In the Findex database values are provided in columns corresponding to years representing the survey waves. In 2024 the data about what population is worried about is available for the last wave (years 2021 and 2022). The data is pivoted, it is indexed by the name of the country, and columns represent series. Values are concatenated from 2021 and 2022.

In [56]:
worried_data_pivoted = []
for country in countries:
    filtered_data = worried_data[(worried_data["Country Name"] == country)].copy()
    # ordered_filtered_data = filtered_data.set_index("Series Code").reindex(series_codes)
    worried_data_pivoted.append(filtered_data.pivot(index = 'Country Name', columns = 'Series Code', values = 'percentage'))

for country in not_countries:
#for country in ['Azerbaijan']:
    filtered_data = worried_data[(worried_data["Country Name"] == country)].copy()
    # ordered_filtered_data = filtered_data.set_index("Series Code").reindex(series_codes)
    worried_data_pivoted.append(filtered_data.pivot(index = 'Country Name', columns = 'Series Code', values = 'percentage'))

worried_data_pivoted = pd.concat(worried_data_pivoted)
ordered_worried_data_pivoted = worried_data_pivoted[series_desc.keys()].copy()

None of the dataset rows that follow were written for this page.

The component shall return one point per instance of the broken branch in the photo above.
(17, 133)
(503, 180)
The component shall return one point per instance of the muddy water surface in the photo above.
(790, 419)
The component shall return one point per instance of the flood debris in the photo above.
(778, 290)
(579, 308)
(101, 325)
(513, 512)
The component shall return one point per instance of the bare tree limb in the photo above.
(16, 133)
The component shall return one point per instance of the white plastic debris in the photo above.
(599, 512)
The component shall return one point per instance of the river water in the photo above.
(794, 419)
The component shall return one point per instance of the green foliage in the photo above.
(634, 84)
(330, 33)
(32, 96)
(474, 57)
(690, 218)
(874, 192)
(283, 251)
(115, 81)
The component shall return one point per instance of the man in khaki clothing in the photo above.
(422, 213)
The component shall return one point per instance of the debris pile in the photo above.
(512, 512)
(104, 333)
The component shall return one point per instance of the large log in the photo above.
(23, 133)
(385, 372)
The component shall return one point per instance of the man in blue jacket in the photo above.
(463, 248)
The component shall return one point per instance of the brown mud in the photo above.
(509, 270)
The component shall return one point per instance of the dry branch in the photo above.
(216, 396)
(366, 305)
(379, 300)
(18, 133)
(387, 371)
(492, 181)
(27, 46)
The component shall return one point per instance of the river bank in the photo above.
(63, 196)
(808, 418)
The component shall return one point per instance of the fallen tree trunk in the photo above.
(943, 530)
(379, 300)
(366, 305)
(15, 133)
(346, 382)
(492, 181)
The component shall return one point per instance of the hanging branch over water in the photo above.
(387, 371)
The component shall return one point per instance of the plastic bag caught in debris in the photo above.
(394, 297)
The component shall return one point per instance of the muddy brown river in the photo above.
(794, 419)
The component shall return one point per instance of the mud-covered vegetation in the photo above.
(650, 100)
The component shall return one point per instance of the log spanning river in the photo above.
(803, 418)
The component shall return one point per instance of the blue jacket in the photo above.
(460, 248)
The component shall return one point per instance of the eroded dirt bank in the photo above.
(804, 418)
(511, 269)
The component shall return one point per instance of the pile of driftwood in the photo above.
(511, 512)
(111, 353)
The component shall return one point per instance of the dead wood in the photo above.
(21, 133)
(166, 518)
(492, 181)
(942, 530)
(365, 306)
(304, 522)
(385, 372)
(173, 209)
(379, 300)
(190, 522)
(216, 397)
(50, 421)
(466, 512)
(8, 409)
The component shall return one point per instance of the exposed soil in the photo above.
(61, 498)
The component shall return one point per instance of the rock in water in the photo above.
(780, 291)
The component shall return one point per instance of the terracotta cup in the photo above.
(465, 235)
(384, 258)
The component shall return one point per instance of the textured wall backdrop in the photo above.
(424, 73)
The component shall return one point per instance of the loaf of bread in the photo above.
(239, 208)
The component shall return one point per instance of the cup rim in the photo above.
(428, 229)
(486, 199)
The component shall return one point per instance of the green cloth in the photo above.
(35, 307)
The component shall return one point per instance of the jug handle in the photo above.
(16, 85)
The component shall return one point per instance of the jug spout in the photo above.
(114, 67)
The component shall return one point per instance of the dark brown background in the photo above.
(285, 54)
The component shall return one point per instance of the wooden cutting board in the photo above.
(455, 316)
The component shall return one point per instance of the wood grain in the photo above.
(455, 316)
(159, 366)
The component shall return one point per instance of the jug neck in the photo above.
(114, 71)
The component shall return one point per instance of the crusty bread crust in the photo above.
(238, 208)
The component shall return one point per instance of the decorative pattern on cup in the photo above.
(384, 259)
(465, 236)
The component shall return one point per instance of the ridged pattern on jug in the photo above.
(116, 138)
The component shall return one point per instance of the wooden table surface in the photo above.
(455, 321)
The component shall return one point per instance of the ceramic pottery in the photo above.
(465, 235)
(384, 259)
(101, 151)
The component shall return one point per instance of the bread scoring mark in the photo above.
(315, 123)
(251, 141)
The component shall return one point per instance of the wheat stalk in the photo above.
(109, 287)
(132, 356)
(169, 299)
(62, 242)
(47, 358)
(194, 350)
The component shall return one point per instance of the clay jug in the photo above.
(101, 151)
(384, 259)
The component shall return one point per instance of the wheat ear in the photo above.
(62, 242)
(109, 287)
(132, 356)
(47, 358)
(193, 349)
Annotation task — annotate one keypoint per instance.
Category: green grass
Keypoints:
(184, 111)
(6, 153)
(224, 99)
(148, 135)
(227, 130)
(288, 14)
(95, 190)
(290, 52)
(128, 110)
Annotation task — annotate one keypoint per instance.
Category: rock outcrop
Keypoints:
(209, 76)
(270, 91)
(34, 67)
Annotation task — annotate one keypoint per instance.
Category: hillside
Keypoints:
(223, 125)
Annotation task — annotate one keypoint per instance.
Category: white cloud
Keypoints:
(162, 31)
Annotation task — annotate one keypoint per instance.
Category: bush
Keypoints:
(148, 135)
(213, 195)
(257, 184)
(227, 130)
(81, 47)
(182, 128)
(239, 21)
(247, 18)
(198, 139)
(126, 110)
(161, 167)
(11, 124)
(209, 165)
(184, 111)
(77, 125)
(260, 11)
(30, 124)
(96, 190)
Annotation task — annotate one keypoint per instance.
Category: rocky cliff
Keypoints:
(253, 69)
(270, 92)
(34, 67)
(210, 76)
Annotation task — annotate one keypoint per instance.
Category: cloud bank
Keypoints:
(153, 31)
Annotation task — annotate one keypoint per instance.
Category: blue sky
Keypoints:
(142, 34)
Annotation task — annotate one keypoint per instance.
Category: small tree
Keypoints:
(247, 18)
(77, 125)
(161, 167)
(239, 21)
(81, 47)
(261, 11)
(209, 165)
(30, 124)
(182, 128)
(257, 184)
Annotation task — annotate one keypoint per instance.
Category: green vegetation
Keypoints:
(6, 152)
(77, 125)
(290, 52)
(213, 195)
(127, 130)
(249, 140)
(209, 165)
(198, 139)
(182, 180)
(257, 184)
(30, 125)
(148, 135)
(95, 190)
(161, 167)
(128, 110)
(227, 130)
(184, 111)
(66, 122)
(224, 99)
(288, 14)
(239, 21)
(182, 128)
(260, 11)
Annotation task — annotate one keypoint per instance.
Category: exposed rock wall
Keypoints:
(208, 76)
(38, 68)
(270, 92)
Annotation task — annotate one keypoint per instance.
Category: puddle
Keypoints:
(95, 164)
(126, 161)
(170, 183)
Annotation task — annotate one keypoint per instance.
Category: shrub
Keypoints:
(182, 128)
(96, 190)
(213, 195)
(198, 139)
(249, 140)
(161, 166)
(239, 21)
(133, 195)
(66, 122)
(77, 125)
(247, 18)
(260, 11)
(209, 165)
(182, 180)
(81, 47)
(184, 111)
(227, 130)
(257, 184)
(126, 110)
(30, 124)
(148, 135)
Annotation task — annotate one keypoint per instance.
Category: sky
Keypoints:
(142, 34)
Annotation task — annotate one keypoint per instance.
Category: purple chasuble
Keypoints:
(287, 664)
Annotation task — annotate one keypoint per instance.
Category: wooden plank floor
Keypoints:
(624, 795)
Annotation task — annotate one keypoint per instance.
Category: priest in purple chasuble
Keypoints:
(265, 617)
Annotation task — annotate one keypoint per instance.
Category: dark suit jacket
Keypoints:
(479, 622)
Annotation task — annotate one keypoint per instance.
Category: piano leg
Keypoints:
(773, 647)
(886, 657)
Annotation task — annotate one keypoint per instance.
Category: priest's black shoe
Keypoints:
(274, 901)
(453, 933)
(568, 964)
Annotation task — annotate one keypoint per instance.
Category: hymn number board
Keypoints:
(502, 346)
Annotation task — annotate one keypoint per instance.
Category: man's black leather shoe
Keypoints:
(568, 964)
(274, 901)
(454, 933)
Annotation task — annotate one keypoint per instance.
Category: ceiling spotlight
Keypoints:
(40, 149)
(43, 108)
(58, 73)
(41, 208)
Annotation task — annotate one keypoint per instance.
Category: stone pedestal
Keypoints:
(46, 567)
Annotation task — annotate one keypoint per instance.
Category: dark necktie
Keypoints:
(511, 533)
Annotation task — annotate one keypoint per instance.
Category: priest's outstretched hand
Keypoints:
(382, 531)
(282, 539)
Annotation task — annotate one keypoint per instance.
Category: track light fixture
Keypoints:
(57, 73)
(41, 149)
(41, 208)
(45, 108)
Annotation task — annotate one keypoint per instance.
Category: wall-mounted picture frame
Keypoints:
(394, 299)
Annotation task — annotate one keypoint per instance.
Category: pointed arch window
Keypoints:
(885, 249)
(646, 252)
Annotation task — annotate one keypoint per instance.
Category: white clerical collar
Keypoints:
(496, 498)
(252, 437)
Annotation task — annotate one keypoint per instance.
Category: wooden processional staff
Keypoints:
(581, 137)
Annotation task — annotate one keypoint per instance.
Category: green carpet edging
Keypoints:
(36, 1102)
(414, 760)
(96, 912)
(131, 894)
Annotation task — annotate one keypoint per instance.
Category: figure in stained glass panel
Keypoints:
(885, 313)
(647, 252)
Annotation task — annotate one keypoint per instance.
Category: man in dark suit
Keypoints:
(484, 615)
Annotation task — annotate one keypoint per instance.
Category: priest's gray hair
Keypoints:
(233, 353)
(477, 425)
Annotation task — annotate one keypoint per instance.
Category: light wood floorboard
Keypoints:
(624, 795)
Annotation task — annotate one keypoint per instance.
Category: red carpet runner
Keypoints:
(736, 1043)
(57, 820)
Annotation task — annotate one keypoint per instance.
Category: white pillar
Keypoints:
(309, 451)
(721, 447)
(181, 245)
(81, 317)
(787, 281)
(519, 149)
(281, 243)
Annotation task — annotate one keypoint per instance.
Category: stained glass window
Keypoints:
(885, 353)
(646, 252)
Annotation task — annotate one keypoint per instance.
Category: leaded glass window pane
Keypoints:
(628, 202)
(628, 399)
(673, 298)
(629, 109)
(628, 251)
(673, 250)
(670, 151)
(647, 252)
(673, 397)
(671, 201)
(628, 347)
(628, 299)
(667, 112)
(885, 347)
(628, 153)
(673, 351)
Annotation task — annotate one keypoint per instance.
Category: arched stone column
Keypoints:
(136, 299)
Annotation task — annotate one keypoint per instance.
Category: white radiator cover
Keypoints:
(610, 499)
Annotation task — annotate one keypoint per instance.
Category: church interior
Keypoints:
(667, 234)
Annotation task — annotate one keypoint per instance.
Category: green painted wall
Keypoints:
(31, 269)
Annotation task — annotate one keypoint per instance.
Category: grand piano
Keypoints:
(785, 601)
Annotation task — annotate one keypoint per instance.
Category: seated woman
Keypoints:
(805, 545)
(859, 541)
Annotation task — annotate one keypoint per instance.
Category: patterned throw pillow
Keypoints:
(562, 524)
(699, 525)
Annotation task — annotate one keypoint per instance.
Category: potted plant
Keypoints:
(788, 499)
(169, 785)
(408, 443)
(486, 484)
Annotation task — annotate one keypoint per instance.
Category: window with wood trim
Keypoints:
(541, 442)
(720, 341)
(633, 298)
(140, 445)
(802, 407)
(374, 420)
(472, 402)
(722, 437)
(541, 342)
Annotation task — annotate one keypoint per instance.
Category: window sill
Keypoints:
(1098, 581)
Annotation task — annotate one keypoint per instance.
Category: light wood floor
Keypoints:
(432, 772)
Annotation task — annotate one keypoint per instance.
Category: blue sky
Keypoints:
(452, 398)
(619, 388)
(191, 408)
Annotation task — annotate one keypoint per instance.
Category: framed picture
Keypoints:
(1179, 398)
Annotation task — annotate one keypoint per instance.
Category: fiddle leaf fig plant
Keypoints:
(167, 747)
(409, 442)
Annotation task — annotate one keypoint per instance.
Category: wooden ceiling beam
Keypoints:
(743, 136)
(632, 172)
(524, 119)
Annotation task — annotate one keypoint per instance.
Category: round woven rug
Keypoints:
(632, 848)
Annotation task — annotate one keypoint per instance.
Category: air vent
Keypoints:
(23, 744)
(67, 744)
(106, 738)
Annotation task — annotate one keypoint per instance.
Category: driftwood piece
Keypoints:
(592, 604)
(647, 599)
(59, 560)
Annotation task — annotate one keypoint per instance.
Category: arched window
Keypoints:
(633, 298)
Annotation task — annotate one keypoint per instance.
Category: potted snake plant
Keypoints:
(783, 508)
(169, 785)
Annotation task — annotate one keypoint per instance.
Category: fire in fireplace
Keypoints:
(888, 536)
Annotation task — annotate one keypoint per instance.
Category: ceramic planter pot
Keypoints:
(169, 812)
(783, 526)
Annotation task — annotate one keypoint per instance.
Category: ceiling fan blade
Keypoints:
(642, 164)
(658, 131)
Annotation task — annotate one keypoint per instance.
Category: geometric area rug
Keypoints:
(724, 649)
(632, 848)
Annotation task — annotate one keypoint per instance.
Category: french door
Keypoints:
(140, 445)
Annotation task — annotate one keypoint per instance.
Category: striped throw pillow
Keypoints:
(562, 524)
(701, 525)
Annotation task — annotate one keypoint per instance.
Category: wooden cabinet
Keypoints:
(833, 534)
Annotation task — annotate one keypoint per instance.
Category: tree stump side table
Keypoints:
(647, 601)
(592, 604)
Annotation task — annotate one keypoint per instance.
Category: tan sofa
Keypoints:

# some countries have no data
# drop countries with all missing values
ordered_worried_data_pivoted.dropna(axis = 'index', how = 'all', inplace = True)
# some of the columns/series have less than 50% of data present (rural/urban series)
# drop columns with 50% or more missing values
ordered_worried_data_pivoted.dropna(axis = 'columns', thresh = 0.5*len(ordered_worried_data_pivoted.columns), inplace = True)

In [65]:
countries_data = ordered_worried_data_pivoted[ordered_worried_data_pivoted.index.isin(countries)]
countries_data.info()

<class 'pandas.core.frame.DataFrame'>
Index: 139 entries, Afghanistan to Zimbabwe
Columns: 132 entries, fin44b3.d to fin44a1.d.3
dtypes: float64(132)
memory usage: 144.4+ KB


There are 139 countries each with 132 long feature vector.